Del decir que uno es digno de ver a Dios no se sigue otro fruto que ese mismo: el ser digno de verle. Pues ésta es la cima de toda nuestra esperanza, éste el término y corona­miento de todos los deseos, de toda alabanza al Señor, de todas las divinas promesas y de aquellos inefables bienes que esperamos, superiores a todo conocimiento y sentido. Esto es lo que anheló ver Moisés, esto por lo que suspira­ron muchos profetas y reyes.

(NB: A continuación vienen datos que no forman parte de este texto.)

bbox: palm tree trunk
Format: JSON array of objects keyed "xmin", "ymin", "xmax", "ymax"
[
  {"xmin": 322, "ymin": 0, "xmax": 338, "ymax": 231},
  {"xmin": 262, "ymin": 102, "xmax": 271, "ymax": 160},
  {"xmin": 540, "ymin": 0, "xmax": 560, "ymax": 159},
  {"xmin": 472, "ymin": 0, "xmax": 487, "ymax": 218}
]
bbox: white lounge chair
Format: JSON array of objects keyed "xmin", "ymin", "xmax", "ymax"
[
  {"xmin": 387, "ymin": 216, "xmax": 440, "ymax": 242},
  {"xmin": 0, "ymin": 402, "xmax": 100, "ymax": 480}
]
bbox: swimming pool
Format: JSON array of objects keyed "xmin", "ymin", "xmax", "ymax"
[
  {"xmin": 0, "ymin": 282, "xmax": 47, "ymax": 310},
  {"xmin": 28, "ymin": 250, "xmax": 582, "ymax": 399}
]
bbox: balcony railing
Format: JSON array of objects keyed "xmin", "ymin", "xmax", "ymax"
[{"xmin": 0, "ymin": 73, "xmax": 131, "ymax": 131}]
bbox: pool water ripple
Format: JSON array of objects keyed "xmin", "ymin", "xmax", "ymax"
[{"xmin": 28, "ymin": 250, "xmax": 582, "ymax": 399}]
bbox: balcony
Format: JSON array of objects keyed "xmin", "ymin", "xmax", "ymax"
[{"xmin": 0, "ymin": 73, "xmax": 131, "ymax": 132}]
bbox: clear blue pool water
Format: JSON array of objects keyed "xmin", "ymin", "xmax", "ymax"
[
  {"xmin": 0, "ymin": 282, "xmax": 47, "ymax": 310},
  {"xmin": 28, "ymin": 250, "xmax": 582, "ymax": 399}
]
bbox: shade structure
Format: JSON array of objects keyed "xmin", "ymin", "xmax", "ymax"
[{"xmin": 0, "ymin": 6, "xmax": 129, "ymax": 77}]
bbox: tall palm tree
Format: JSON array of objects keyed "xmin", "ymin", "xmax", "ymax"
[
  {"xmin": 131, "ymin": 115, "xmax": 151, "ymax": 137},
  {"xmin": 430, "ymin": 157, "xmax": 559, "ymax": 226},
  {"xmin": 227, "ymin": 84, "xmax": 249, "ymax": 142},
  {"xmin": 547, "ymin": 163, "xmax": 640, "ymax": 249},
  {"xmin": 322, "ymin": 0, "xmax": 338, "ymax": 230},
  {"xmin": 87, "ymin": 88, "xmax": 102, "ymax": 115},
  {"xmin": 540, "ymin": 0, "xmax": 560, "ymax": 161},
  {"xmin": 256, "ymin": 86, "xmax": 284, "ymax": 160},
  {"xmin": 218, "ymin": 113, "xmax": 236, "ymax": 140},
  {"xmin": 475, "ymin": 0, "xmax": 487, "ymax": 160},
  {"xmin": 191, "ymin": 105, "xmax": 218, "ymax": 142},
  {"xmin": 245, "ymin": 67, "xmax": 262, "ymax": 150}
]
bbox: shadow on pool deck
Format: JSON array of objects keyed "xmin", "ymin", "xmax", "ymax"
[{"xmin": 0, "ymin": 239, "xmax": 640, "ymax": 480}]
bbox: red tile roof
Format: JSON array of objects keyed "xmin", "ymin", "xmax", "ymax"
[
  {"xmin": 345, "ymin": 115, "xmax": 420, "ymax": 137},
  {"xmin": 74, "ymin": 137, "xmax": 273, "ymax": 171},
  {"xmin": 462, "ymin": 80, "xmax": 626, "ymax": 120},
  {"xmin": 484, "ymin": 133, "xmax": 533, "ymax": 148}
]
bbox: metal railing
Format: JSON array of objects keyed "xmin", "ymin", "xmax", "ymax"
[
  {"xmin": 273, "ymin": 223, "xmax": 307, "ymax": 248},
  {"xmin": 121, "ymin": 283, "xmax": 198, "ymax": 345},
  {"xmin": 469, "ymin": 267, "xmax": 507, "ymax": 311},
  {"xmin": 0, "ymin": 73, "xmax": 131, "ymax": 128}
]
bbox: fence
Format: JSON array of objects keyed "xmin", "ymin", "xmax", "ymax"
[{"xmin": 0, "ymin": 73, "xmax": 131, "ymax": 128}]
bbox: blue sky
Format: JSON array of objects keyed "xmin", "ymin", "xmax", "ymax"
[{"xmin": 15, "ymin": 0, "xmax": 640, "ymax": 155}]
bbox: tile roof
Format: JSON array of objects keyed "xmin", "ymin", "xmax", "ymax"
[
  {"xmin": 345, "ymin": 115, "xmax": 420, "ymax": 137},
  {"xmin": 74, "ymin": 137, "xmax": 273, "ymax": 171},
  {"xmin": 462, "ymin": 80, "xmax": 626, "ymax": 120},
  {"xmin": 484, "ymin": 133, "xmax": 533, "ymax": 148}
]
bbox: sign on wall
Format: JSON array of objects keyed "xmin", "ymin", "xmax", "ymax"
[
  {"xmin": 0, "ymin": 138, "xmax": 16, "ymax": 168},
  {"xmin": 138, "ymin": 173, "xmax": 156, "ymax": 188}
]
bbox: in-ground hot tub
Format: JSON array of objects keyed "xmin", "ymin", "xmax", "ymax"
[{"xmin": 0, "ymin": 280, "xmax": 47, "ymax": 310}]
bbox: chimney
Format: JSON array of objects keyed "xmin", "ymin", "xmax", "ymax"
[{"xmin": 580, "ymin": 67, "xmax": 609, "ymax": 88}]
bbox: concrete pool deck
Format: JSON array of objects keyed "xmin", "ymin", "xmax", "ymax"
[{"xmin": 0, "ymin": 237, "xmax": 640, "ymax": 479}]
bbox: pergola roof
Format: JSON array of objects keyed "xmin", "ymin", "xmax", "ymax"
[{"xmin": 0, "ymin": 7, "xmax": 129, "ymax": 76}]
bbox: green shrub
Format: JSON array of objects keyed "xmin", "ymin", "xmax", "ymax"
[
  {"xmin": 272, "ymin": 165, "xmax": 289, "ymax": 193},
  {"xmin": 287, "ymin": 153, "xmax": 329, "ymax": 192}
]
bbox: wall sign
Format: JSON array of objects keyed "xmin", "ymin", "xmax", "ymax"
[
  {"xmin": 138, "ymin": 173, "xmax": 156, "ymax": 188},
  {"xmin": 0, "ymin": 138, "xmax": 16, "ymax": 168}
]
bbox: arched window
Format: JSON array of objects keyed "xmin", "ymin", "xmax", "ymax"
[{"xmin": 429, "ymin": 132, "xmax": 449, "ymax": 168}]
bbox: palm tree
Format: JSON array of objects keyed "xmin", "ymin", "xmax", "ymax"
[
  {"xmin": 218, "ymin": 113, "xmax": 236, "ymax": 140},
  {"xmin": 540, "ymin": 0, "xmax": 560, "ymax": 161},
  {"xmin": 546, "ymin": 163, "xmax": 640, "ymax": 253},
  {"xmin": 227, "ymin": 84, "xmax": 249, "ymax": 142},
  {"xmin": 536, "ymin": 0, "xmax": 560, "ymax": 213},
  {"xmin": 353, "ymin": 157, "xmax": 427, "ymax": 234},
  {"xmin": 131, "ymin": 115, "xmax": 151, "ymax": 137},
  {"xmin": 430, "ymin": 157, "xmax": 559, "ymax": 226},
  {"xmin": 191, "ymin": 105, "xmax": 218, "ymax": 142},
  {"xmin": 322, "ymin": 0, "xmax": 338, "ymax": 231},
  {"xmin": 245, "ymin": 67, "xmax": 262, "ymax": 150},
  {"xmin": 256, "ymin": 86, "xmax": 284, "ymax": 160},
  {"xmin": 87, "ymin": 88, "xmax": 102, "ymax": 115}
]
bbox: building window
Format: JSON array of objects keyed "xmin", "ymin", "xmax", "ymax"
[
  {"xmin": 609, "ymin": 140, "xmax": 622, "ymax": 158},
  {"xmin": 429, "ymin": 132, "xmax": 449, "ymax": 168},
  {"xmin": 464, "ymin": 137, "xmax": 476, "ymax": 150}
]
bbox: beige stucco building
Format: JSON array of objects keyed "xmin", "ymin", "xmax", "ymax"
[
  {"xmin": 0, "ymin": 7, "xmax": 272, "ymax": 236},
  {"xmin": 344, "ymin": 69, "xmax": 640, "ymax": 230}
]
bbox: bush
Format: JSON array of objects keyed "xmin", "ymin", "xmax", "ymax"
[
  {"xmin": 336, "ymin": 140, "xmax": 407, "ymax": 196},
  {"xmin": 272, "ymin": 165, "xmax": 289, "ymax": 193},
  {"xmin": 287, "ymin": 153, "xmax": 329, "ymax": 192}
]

Pero sólo son dignos de conseguirlo los limpios de cora­zón, los que por esto mismo son llamados y son en realidad bienaventurados, porque ellos verán a Dios. Esta es la razón por la que quiero que tú seas uno de esos concrucifi­cados con Cristo, que se ofrece a si mismo ante Dios como sacerdote inmaculado y se hace hostia limpia, y se prepara a la venida del Señor en toda pureza, mediante la castidad; para que también tú veas al Señor con corazón puro, según la promesa de Dios y de nuestro Salvador Jesucristo, a quien sea dada la gloria por los siglos de los siglos. Amén.